Chege knew this was out of the reach of small and medium-scale farmers. He realised the units were coming to such a high amount because they required gadgets to keep them temperature controlled in Kenya’s tropical climate to prevent the build up of fungi.
In true researcher form, Chege asked himself what would need to be done to allow fodder to grow in high temperatures without falling prey to fungi.
His solution? Treat the seeds and observe good hygiene.
He can now comfortably build hydroponics units using locally available materials, with the nutrient solution being the only component that is imported.
The cost of a unit varies, depending on a farmer’s herd. For instance, a unit for two cows costs Sh12,000, while one for 10 cows costs Sh80,000.
Chege then charges Sh45 per kilogramme of barley seeds, and Sh48 per litre of solution.
A cow that produces more than 20 litres of milk requires at least two trays of fodder a day, which works out to 14 trays per seven-day crop cycle. One that produces less than this requires seven trays per week.
To fill a tray, a farmer requires 2.5kg of barley seeds, while one litre of solution, which is diluted with water, is enough to fill 10 trays.
So you are interested in the hydroponics unit, what next?

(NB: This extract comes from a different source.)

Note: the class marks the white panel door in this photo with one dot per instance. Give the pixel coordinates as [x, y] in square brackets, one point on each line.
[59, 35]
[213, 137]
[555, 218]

“When a farmer contacts us, we ask them to come for a three-hour training at our farm in Zambezi, Kikuyu. This costs Sh1,000 for individual farmers, or Sh300 per person for groups. We show our trainees how hydroponics works, and they can decide whether they want units just for fodder or also for vegetables,” said Chege.
“We then do a quotation and send a technician to set up the unit. An agronomist will make regular visits to check on the crops’ progress.”
For fodder, Animal Minerals and Allied recommends that the barley be harvested in seven days for cattle, or four days for poultry. Cows should get the fodder and conventional feed in a 50:50 ratio, or in a 70:30 ratio for poultry.
Since Chege started this line of business in late 2012, he has sold more than 400 hydroponics units in Kenya, and trained over 2,800 people.
Early last year, he set up a subsidiary in Uganda after his firm was invited to the country to demonstrate hydroponics at a seminar organised by farmers he had trained in Zambezi. The subsidiary has so far sold 150 units.
The company plans to take this hydroponics technology to more East African countries, and within three years, see at least 40 per cent of livestock farmers instal a hydroponics unit on their farms.
Chege’s advice to fellow entrepreneurs? “Focus on solving people’s problems first, and success will follow.”